3 CD Château de Versailles Spectacles CVS 054

Il faut, une fois encore, le rappeler : Jean-Claude Malgoire (1940-2018) fut, en France, l’un des pionniers du baroque musical renaissant. On lui doit, en 1972, la résurrection des Paladins – en extraits seulement, publiés par CBS et jamais réédités en CD par Sony Classical. En 1990, Pierre Verany immortalisait deux concerts donnés à l’Atelier Lyrique de Tourcoing, institution sur laquelle Malgoire veillait depuis 1981. Comme pour la parution précédente, une distribution modeste, mais convaincue ; et, malheureusement, des coupures substantielles.

En 2010, Coviello Classics captait une production du Deutsche Oper am Rhein, utilisant une partition éditée par William Christie (rien de mémorable vocalement et un français pour le moins malmené, sauf par le ténor Anders J. Dahlin). Ce même Christie qui, en 2004, avait dirigé, au Châtelet, une version vivifiante, dans la mise en scène trépidante des chorégraphes Dominique Hervieu et José Montalvo, réussite heureusement préservée en DVD chez Opus Arte.
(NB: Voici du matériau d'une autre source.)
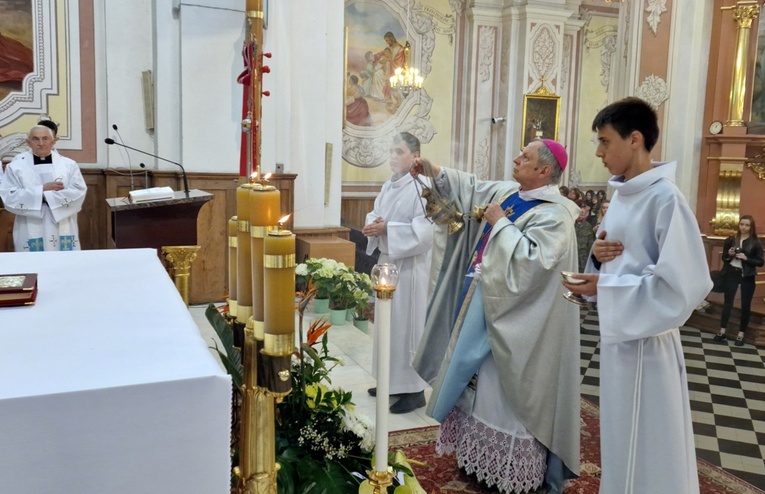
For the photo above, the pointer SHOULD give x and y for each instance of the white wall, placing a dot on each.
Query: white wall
(123, 35)
(194, 50)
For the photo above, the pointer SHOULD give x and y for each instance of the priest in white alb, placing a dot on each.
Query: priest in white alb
(648, 274)
(45, 191)
(398, 227)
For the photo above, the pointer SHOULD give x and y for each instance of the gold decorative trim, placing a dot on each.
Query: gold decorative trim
(744, 12)
(180, 258)
(728, 200)
(260, 330)
(279, 345)
(385, 292)
(279, 261)
(757, 164)
(243, 313)
(758, 168)
(261, 231)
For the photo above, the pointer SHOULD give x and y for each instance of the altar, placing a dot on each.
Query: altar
(106, 384)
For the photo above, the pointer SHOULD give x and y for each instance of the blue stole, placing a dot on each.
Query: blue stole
(472, 346)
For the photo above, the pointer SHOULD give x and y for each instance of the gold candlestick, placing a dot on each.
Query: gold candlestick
(279, 301)
(244, 256)
(232, 263)
(265, 204)
(744, 13)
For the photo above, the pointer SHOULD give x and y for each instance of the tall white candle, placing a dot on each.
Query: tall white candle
(383, 384)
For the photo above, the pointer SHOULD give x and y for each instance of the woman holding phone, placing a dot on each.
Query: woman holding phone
(742, 255)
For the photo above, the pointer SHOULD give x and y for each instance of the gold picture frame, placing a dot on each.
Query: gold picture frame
(541, 116)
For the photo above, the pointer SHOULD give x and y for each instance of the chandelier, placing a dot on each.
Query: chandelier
(406, 79)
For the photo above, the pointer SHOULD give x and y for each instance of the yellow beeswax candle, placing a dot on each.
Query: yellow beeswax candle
(232, 259)
(265, 205)
(264, 214)
(279, 282)
(244, 257)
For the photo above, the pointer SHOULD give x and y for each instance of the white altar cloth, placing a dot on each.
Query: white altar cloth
(106, 384)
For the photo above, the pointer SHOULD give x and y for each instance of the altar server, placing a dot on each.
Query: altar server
(45, 191)
(398, 227)
(649, 273)
(501, 344)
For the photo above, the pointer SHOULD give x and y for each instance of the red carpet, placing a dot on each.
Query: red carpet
(441, 475)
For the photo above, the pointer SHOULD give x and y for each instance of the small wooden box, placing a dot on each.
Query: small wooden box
(330, 247)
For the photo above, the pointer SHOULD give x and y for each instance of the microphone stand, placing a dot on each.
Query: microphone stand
(183, 170)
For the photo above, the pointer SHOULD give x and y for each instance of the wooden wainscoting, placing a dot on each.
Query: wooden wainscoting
(357, 201)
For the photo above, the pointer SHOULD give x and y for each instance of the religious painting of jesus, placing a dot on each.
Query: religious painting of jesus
(541, 115)
(16, 45)
(375, 49)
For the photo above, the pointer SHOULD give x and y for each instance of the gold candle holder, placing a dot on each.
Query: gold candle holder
(232, 264)
(244, 257)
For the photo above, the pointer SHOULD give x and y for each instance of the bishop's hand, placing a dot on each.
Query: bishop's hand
(604, 250)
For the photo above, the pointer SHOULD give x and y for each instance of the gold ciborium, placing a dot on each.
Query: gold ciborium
(444, 212)
(441, 211)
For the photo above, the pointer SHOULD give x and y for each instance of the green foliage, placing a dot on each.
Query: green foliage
(320, 439)
(230, 355)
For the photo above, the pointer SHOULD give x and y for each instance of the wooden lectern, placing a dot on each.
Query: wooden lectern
(168, 225)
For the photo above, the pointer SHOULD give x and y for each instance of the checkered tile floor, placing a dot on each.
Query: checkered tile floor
(727, 391)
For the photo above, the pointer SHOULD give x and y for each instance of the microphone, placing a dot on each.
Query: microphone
(111, 141)
(145, 175)
(130, 162)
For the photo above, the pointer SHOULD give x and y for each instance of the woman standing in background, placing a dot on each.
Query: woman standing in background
(742, 255)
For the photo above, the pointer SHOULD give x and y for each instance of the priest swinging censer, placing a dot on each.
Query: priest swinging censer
(441, 211)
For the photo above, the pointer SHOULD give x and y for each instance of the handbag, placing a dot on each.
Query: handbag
(718, 278)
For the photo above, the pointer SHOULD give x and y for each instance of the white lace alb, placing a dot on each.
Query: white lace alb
(513, 465)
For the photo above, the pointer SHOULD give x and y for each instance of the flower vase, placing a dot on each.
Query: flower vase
(337, 316)
(321, 305)
(362, 325)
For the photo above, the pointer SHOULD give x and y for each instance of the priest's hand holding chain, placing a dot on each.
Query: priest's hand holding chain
(493, 213)
(375, 229)
(604, 250)
(423, 166)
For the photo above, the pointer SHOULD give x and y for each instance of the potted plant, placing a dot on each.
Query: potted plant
(341, 295)
(319, 273)
(362, 296)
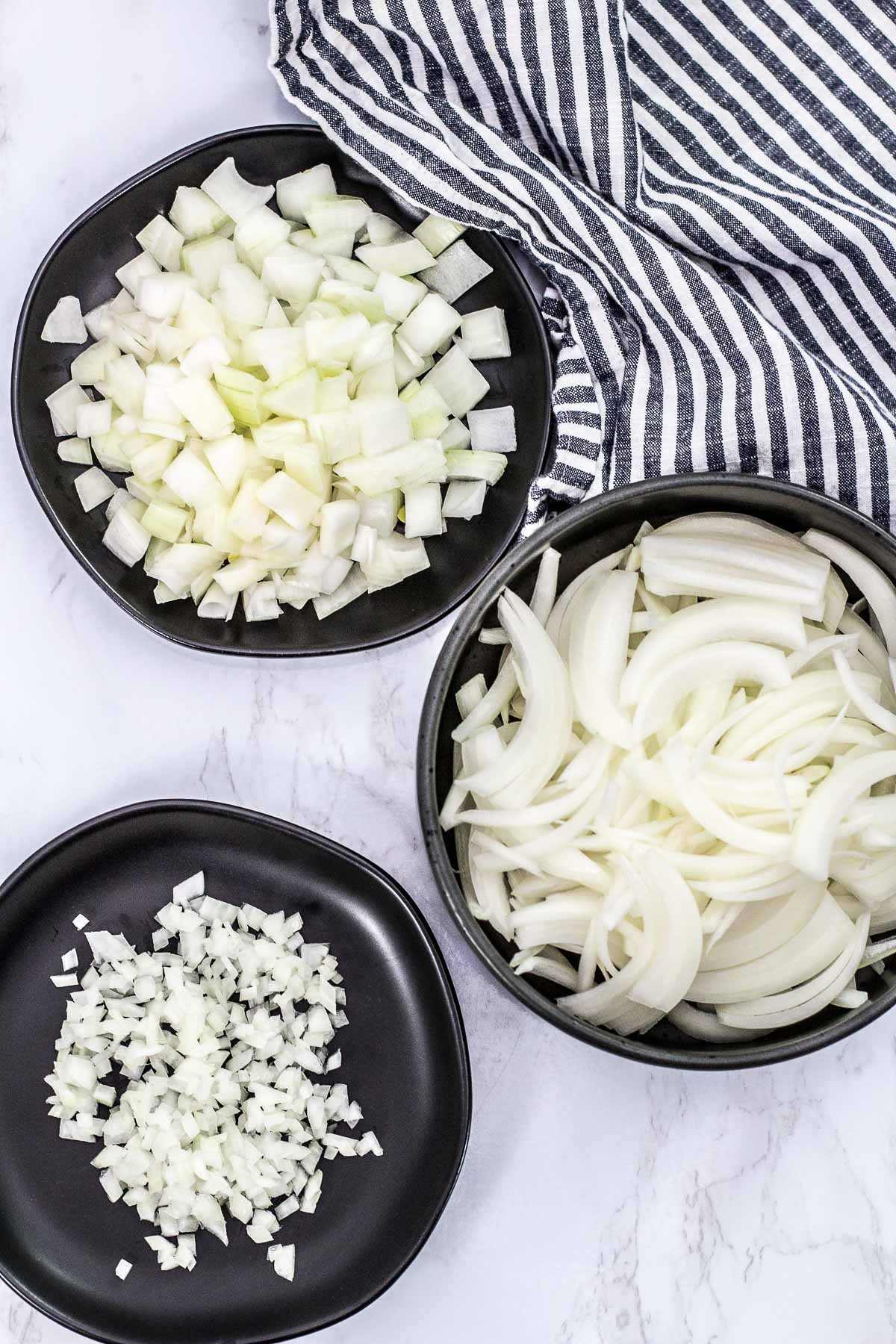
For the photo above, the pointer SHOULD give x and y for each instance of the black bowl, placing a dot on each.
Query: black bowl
(84, 262)
(405, 1061)
(582, 537)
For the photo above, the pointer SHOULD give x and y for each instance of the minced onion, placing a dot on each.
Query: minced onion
(676, 797)
(260, 374)
(222, 1034)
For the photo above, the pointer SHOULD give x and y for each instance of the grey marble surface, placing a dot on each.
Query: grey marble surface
(601, 1203)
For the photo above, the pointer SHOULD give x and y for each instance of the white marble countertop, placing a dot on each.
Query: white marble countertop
(601, 1202)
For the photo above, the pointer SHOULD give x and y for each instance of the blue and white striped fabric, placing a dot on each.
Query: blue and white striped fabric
(709, 187)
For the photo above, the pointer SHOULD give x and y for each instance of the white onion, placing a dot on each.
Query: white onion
(260, 383)
(222, 1043)
(65, 323)
(671, 777)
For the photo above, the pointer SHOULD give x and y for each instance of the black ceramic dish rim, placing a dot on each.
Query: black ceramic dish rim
(46, 503)
(751, 1055)
(198, 806)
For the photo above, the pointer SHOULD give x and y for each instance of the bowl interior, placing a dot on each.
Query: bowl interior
(84, 262)
(405, 1061)
(590, 532)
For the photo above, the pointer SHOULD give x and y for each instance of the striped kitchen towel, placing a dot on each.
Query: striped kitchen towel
(709, 186)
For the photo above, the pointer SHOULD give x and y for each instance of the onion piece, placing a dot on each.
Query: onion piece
(813, 838)
(868, 578)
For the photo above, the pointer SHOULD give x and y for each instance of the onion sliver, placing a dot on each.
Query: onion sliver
(797, 1004)
(868, 578)
(691, 793)
(535, 753)
(598, 652)
(709, 623)
(815, 833)
(736, 659)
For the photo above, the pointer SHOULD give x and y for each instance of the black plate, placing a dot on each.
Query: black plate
(405, 1061)
(582, 537)
(84, 262)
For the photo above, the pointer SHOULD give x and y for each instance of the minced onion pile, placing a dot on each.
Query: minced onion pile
(269, 383)
(220, 1042)
(682, 776)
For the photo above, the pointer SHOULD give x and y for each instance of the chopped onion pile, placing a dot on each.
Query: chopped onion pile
(677, 794)
(222, 1042)
(272, 389)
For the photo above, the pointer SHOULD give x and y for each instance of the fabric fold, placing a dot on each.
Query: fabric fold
(709, 187)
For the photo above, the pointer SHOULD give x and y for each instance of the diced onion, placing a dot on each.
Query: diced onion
(222, 1046)
(260, 388)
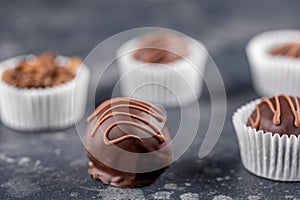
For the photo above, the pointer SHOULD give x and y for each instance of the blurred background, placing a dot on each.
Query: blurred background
(54, 166)
(75, 27)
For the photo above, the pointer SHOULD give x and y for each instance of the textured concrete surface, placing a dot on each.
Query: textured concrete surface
(54, 166)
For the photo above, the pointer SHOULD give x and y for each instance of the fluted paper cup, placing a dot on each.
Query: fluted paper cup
(266, 154)
(43, 108)
(170, 84)
(273, 75)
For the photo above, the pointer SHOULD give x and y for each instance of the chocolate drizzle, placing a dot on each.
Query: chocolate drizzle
(133, 104)
(292, 102)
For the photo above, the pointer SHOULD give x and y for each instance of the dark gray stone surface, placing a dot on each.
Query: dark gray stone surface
(54, 166)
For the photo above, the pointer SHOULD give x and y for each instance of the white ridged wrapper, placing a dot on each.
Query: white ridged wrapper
(265, 154)
(170, 84)
(274, 75)
(43, 108)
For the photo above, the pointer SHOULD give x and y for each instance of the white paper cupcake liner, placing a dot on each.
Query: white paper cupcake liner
(171, 84)
(45, 108)
(273, 75)
(264, 154)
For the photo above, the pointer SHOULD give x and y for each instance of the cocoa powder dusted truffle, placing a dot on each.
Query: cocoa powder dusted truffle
(291, 50)
(40, 72)
(279, 114)
(119, 134)
(161, 48)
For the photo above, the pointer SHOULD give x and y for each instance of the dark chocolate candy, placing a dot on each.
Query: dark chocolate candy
(122, 125)
(291, 50)
(279, 114)
(161, 48)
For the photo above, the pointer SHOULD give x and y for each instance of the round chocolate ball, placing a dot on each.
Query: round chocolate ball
(279, 114)
(161, 48)
(128, 143)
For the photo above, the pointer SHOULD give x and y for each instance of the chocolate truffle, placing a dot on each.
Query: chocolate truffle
(161, 48)
(119, 133)
(279, 114)
(40, 72)
(291, 50)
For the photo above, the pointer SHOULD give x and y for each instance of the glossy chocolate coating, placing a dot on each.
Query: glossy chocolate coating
(161, 48)
(133, 126)
(279, 114)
La route était tracée pour aller plus loin dans la redécouverte. On attendait donc le concert prévu à l’Opéra Royal de Versailles, le 16 janvier dernier, hélas reporté à une date ultérieure, pour cause de pandémie. Heureusement, le disque de studio, réalisé dans la Galerie des Batailles, en décembre 2020, est là pour combler la frustration des mélomanes.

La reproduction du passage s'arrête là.